A 0.490 M solution of an unknown monoprotic weak acid, HA, is 2.80% ionized. What is the value of Ka for HA?
HA ==> H^+ + A^-
Ka = (H^+)(A^-)/(HA)
You know HA is 0.490. If it is ionized 2.80%, then H^+ and A^- must be 0.490 x 0.0280 = ??. Substitute into Ka expression and solve.
To find the value of Ka for the weak acid HA, we need to use the percent ionization and the initial concentration of the acid.
The percent ionization is given as 2.80%. This means that 2.80% of the initial concentration of HA has dissociated into H+ ions and A- ions.
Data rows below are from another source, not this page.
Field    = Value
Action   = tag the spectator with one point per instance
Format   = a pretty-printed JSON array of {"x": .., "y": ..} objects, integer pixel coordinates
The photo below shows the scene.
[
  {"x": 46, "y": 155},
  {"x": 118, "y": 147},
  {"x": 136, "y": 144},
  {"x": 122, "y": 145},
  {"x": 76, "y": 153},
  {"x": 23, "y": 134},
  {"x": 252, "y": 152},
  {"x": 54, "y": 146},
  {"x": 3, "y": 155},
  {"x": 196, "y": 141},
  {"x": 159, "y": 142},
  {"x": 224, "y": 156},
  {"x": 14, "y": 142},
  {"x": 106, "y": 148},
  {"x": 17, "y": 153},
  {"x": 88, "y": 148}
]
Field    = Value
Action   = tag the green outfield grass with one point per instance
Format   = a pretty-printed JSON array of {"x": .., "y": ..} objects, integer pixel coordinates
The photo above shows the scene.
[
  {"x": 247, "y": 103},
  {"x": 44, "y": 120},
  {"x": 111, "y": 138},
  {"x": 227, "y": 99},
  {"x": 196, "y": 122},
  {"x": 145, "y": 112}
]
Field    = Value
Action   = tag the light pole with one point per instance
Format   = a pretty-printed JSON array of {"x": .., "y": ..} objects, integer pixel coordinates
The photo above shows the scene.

The initial concentration of HA is given as 0.490 M.
So, we can calculate the concentration of H+ ions and A- ions:
- The concentration of H+ ions (or [H+]) is 2.80% of 0.490 M.
- The concentration of A- ions (or [A-]) is also 2.80% of 0.490 M.
Now, let's assume that the concentration of undissociated HA is x M. Since HA dissociates into H+ and A-, the equilibrium concentrations would be (0.490 - x) M for HA, and (2.80% of 0.490) M for both H+ and A- ions.
Since HA is a monoprotic weak acid, the equation representing the ionization of the acid is:
HA ⇌ H+ + A-
The equilibrium constant expression (Ka) for this reaction can be written as:
Ka = [H+][A-] / [HA]
Now we substitute the concentrations and calculate Ka:
Ka = [(0.028 × 0.490) / (0.490 - x)]
Since the percent ionization is given as 2.80%, it implies that 2.80% of HA has dissociated, which means (0.028 × 0.490) M of H+ and A- ions are formed. So, we can substitute these values in the equation:
Ka = (0.028 × 0.490) / (0.490 - x)
Now, we have an equation with one unknown (x), which represents the concentration of undissociated HA. To find the value of x, we would need additional information, such as the pH of the solution or the value of Ka itself. Without this information, we can only express the Ka value in terms of x.
So, the value of Ka for HA cannot be determined exactly without additional information.